1. Where the C code calls for an operation that algebraically is

(x - 19) * 10,000,000 [i.e. "return (10000000L*(lev-19));"]

gcc generates code which algebraically is

((x - 19) + (x - 19) * 31 * 63 * 8) * 5 * 128

and I'm wondering at such a roundabout method.

This is to speed up code execution. Multiplication can take a
long time. When one of the operands is a constant the operation
often can be greatly simplified. For example x * 7:

tmp = x * 8; /* via left shift 3 */
tmp = tmp - x; /* via a single subtract */

and tmp holds the answer.

Your example may or may not be optimum on your machine. In the
past I have limited such operations to constants that can be
expressed as either two or fewer 1 bits (i.e. add two shifted
versions of the other operand) or as a string of contiguous 1 bits
(i.e. subtract two shifted versions of the other operand). These
patterns cover a large proportion of the common small multipliers.
 
F

Fredrik Tolf

(e-mail address removed) (David Turrell) wrote in

A few months ago I attempted to compile an old version (3.0j) of
Nethack. Once I got a few modules to compile I disassembled the
code of the shortest and am puzzled by a couple of things.
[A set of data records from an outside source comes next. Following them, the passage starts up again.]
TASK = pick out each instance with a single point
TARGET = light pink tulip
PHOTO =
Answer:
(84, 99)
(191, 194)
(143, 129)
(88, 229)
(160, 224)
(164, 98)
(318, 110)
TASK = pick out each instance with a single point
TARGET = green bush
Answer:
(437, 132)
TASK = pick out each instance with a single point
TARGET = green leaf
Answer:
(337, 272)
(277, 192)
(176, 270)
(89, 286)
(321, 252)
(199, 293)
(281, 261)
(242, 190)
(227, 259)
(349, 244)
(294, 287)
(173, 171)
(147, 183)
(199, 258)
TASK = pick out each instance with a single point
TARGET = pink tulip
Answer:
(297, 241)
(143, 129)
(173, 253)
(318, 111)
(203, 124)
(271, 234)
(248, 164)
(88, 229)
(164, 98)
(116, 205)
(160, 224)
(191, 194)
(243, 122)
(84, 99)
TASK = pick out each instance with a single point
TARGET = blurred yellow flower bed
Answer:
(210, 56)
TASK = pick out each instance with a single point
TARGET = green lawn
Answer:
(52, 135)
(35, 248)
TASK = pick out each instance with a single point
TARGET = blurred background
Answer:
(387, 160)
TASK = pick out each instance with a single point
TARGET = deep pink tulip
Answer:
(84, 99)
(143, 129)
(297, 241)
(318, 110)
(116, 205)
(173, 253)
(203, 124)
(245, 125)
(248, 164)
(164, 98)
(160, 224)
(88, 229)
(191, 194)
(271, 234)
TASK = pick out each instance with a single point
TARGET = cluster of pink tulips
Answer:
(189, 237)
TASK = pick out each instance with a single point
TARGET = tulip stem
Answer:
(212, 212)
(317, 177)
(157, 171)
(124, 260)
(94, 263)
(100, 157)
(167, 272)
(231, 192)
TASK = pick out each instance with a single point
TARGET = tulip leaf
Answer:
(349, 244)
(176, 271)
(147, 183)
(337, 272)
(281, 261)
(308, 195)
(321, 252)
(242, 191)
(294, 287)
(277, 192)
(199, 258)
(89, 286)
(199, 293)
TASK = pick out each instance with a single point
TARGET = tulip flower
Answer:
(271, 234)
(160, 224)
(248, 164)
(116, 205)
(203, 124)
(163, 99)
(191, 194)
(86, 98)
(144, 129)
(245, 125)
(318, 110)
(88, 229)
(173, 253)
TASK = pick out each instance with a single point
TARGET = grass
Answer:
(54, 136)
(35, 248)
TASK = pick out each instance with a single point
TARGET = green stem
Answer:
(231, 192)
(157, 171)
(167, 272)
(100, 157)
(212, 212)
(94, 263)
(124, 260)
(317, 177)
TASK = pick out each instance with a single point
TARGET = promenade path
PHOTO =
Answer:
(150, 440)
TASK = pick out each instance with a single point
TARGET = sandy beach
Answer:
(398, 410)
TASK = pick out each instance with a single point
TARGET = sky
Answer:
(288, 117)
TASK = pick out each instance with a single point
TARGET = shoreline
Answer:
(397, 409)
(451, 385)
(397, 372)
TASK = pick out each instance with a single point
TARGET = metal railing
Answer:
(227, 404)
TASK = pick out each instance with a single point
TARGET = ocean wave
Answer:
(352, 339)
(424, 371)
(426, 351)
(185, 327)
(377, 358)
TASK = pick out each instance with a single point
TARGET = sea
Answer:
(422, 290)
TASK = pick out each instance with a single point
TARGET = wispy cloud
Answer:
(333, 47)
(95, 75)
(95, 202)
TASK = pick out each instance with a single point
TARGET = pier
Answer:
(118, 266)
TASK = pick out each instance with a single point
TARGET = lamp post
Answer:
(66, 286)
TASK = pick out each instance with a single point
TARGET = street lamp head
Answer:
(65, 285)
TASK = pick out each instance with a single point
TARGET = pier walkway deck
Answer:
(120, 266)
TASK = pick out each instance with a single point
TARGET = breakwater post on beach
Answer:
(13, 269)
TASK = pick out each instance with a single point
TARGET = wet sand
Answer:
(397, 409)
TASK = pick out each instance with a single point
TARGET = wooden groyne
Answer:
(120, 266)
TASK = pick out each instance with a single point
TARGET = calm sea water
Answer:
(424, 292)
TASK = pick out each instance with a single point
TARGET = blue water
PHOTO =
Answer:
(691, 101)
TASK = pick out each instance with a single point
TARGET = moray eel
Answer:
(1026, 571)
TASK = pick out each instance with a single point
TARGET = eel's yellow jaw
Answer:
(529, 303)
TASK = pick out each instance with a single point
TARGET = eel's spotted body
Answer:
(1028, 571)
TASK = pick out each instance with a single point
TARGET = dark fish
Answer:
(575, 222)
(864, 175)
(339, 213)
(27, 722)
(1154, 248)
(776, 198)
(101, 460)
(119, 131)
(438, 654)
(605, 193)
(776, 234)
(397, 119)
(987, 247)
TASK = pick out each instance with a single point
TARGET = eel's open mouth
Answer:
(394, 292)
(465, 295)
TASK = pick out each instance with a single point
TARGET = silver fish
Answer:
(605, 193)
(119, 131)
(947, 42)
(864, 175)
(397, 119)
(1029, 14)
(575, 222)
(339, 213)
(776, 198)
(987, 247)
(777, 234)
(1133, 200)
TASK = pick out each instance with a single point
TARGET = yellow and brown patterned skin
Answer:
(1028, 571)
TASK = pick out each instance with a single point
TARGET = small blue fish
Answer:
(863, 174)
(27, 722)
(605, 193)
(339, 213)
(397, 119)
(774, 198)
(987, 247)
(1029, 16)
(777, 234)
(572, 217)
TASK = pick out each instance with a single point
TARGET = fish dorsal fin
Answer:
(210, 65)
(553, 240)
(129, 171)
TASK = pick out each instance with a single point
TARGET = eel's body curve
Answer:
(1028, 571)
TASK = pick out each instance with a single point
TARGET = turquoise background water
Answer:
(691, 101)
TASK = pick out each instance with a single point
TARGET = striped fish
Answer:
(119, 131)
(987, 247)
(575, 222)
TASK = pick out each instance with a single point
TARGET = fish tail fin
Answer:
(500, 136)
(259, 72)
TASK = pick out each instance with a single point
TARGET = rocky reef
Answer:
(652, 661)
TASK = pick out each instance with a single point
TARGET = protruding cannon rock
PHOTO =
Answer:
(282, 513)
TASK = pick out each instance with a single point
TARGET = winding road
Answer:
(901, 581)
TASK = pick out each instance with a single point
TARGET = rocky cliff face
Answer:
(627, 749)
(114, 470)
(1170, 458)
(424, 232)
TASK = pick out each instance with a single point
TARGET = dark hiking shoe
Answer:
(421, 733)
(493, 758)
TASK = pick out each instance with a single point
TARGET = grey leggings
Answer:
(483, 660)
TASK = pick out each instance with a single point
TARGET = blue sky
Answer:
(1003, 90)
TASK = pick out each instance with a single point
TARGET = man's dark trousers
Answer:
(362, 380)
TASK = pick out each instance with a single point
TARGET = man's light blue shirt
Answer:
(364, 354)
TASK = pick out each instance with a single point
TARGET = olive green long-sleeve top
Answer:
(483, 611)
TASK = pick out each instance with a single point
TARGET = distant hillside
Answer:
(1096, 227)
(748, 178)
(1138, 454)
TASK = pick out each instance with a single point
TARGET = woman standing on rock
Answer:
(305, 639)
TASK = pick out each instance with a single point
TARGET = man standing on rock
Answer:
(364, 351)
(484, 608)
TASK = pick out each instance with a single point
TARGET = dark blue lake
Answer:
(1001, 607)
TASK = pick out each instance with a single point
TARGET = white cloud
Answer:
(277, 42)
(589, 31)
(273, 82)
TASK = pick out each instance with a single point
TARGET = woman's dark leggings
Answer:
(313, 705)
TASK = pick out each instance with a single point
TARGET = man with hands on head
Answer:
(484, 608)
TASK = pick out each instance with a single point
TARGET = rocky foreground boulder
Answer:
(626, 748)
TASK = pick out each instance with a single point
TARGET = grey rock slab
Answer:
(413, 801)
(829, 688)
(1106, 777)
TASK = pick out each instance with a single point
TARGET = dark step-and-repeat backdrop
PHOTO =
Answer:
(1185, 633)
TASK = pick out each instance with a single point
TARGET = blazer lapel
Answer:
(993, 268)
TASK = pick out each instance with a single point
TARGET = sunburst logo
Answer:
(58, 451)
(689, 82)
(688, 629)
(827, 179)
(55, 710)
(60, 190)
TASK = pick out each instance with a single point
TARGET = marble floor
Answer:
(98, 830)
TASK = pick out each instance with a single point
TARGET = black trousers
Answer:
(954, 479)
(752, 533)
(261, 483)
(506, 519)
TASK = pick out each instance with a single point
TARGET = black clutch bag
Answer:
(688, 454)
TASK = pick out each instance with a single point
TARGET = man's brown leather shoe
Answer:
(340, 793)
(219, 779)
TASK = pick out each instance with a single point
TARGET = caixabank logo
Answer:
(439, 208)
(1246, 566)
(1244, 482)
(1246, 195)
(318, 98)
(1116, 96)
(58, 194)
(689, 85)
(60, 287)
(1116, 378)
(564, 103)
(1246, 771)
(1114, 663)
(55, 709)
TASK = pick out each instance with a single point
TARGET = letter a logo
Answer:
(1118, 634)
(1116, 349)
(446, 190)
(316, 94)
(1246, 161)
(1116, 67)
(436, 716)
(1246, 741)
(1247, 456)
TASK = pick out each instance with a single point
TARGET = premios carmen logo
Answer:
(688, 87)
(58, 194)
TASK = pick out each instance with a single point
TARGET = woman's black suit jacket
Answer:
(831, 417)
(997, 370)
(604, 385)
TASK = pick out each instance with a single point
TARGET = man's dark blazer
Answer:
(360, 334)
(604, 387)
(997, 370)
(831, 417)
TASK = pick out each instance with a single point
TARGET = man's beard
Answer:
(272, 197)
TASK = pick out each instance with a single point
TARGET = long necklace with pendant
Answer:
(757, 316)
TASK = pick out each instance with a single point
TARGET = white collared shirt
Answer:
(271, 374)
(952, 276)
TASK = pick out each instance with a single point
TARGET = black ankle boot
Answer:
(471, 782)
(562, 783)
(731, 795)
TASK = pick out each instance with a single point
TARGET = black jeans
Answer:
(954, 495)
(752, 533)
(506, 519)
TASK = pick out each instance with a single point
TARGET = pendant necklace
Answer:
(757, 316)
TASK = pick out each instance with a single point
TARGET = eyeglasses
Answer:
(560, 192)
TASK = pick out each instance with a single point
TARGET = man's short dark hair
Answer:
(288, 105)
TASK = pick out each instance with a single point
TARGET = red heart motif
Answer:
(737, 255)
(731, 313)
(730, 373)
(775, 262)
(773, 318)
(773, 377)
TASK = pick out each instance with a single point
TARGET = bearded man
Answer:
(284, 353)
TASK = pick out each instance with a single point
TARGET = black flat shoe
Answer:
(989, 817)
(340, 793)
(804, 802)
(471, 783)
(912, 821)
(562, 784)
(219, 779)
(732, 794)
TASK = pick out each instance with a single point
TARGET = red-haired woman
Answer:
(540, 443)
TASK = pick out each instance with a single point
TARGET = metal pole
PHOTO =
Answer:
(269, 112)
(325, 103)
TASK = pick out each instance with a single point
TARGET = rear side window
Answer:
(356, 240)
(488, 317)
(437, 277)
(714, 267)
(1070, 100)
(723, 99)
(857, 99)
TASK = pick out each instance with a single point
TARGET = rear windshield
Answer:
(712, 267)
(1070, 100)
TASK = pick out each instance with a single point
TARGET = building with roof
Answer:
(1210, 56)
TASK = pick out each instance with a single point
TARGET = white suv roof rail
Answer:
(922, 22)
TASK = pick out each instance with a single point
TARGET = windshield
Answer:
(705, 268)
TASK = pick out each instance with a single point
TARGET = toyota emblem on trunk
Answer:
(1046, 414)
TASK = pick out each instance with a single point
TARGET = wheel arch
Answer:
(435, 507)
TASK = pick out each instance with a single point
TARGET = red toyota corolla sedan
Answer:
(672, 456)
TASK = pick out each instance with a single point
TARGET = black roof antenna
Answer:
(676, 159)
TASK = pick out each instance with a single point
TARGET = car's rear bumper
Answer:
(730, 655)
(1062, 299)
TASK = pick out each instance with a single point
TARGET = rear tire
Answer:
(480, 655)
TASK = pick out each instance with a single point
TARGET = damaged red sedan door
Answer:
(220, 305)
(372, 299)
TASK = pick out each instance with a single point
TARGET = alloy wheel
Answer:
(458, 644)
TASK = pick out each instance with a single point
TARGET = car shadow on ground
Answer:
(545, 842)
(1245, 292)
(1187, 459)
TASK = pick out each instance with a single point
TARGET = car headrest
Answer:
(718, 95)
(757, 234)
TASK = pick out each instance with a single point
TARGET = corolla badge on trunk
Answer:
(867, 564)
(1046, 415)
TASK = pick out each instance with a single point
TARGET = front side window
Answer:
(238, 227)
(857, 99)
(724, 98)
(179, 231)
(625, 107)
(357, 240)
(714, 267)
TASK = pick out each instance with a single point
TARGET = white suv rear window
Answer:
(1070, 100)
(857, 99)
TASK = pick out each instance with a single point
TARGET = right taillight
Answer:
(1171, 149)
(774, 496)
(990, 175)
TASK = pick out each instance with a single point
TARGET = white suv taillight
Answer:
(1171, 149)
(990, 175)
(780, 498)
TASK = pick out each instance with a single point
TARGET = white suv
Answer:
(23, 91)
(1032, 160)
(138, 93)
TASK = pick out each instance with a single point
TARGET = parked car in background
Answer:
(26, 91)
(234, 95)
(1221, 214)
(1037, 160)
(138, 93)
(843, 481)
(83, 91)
1. Where the C code calls for an operation that algebraically is

(x - 19) * 10,000,000 [i.e. "return (10000000L*(lev-19));"]

gcc generates code which algebraically is

((x - 19) + (x - 19) * 31 * 63 * 8) * 5 * 128

and I'm wondering at such a roundabout method.

See the attached code, especially the disassembler listing at offsets
19 to 30 (hex).

All of the issues you're having are specific to the compiler optimizations
you've passed to gcc and nothing specific to Nethack code. The code that
gcc generates is optimized; in terms of CPU instructions, it's cheaper to
do the second than the first, no matter how counter-intuitive that may seem
to the user.

The OP may also want to try passing different -march and -mcpu options
to GCC and see how that affects the compiled code. The default on i386
GCCs, I think, is to optimize for a 80386.